Illustrative of the comfortable stylistic variety in Vaughan Williams’s thinking, he could complete an uncompromisingly dissonant work like the F-minor Symphony (No.4) in 1934, and four years later write the gently Impressionistic “Serenade to Music” to lines from the exquisite nocturnal scene in the final act of Shakespeare’s “The Merchant of Venice.” This dreamy score, written as war increasingly threatened Europe, recalls the language of “The Lark Ascending,” composed as war loomed in 1914.

Vaughan Williams declared in a 1902 magazine article that “What we want in England is real music, even if it be only a music-hall song, provided it possesses real feeling and real life.” This element will be explored here in a program titled “London Calling!
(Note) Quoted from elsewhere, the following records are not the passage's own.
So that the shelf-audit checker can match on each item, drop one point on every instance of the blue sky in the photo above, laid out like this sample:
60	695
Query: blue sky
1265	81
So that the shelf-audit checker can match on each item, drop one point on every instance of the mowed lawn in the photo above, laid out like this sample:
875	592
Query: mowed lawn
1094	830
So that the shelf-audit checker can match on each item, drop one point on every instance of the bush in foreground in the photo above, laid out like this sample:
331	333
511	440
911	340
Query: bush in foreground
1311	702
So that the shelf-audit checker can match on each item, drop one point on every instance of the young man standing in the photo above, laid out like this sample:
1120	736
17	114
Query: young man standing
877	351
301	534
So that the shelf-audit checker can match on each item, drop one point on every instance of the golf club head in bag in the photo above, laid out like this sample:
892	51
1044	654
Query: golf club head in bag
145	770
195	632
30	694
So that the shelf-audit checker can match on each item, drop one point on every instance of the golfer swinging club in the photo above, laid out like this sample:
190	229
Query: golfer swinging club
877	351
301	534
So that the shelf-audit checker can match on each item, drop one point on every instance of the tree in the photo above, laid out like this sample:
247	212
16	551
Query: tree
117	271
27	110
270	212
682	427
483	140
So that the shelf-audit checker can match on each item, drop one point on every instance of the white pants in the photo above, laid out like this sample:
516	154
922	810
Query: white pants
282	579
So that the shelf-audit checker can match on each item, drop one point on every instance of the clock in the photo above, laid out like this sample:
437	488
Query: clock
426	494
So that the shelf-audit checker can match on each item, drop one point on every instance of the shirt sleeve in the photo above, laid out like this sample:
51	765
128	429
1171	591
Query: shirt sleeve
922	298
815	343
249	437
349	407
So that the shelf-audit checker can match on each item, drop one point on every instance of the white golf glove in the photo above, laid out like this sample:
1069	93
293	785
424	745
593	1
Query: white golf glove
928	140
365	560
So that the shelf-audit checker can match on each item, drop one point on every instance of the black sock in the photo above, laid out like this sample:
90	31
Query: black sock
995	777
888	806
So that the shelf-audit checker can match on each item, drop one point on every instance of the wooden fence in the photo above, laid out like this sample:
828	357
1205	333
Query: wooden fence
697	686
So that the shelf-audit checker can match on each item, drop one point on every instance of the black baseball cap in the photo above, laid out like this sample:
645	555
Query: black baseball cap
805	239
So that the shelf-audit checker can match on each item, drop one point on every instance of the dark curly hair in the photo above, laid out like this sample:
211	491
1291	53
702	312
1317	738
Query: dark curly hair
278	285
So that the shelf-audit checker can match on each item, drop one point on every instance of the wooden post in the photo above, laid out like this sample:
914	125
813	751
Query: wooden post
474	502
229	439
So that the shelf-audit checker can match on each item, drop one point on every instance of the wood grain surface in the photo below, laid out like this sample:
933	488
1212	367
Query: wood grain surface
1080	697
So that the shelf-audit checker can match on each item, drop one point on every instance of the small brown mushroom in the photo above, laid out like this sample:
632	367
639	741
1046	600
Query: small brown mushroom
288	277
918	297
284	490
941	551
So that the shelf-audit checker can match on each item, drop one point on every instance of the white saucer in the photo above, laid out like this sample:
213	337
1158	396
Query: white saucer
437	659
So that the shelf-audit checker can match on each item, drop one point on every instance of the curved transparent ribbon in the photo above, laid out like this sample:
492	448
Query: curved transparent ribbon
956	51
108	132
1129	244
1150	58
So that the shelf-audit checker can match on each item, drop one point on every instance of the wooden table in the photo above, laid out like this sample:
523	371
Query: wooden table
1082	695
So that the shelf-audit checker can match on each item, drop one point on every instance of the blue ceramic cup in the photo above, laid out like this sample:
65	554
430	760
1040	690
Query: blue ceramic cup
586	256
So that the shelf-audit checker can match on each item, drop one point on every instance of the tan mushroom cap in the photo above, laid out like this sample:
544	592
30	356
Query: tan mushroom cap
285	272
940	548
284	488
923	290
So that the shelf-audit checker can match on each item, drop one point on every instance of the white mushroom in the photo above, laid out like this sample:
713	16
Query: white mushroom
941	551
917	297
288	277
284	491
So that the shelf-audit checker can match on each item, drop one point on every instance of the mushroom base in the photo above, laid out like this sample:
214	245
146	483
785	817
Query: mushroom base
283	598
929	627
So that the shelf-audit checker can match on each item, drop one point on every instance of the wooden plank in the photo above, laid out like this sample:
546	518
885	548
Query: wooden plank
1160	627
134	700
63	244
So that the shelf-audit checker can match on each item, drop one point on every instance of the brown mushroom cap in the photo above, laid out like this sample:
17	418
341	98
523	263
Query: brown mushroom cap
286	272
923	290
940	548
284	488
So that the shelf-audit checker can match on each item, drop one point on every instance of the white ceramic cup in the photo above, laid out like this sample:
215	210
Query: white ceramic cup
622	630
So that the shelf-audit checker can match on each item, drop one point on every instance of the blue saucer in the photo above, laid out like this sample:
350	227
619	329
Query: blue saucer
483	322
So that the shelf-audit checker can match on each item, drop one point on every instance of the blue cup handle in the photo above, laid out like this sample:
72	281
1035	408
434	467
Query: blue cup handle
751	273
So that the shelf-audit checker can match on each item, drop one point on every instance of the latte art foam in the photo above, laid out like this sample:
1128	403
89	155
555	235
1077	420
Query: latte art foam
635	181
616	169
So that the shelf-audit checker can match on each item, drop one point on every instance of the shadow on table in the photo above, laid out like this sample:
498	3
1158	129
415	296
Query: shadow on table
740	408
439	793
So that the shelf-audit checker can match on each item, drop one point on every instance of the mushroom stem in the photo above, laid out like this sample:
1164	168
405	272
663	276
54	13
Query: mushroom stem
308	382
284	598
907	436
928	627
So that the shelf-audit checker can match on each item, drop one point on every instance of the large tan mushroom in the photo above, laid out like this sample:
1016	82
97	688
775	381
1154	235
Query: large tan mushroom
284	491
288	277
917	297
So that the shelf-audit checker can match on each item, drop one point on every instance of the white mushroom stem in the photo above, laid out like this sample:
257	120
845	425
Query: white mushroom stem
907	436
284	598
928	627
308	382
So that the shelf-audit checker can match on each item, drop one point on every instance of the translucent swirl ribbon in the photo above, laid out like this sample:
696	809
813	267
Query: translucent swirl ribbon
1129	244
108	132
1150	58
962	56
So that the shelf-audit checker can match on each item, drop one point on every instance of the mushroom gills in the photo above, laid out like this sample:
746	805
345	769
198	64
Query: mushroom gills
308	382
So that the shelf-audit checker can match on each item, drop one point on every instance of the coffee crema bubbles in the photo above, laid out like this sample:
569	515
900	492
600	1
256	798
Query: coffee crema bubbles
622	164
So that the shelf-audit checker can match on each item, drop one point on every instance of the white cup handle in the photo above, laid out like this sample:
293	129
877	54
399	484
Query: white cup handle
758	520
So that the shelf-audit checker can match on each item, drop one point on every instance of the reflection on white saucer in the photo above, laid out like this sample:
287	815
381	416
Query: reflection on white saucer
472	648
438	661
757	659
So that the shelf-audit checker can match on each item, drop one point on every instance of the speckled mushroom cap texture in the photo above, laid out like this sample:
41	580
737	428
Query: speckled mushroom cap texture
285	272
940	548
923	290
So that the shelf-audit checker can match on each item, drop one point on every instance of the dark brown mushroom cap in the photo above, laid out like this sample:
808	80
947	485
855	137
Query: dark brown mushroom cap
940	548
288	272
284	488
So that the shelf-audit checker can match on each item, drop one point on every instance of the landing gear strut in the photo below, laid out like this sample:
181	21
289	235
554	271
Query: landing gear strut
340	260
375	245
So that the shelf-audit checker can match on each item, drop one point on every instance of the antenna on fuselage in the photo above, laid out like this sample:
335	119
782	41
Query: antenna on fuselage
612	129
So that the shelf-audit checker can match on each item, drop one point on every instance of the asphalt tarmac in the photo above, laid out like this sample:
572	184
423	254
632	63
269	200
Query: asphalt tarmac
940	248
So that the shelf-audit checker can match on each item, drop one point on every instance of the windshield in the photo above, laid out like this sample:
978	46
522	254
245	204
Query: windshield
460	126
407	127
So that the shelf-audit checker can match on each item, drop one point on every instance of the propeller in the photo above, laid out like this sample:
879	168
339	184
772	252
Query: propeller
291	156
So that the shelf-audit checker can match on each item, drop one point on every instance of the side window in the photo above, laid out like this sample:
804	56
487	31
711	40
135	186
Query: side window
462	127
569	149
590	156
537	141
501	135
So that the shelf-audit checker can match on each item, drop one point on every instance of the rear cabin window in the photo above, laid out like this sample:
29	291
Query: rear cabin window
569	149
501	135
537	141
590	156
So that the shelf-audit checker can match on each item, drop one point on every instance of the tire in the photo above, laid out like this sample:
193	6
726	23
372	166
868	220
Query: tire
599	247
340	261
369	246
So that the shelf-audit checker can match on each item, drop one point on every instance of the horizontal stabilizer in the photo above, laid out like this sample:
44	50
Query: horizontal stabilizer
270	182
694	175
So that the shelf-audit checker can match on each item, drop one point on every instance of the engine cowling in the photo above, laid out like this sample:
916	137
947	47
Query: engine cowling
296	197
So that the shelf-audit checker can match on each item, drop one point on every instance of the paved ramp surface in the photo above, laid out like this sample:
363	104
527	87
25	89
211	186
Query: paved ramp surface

Fun in Cockaigne!” featuring 19th- and 20th-century English popular music, as well as selections from his rarely presented “romantic extravaganza” (as he himself styled it), “The Poisoned Kiss.”

By presenting familiar works and arcana by Vaughan Williams in the context of work by composers ranging from Elgar, Bartók and Ravel to Barber, Tippett and Britten, the festival promises to offer fresh insights into both Vaughan Williams and British music during the past two centuries.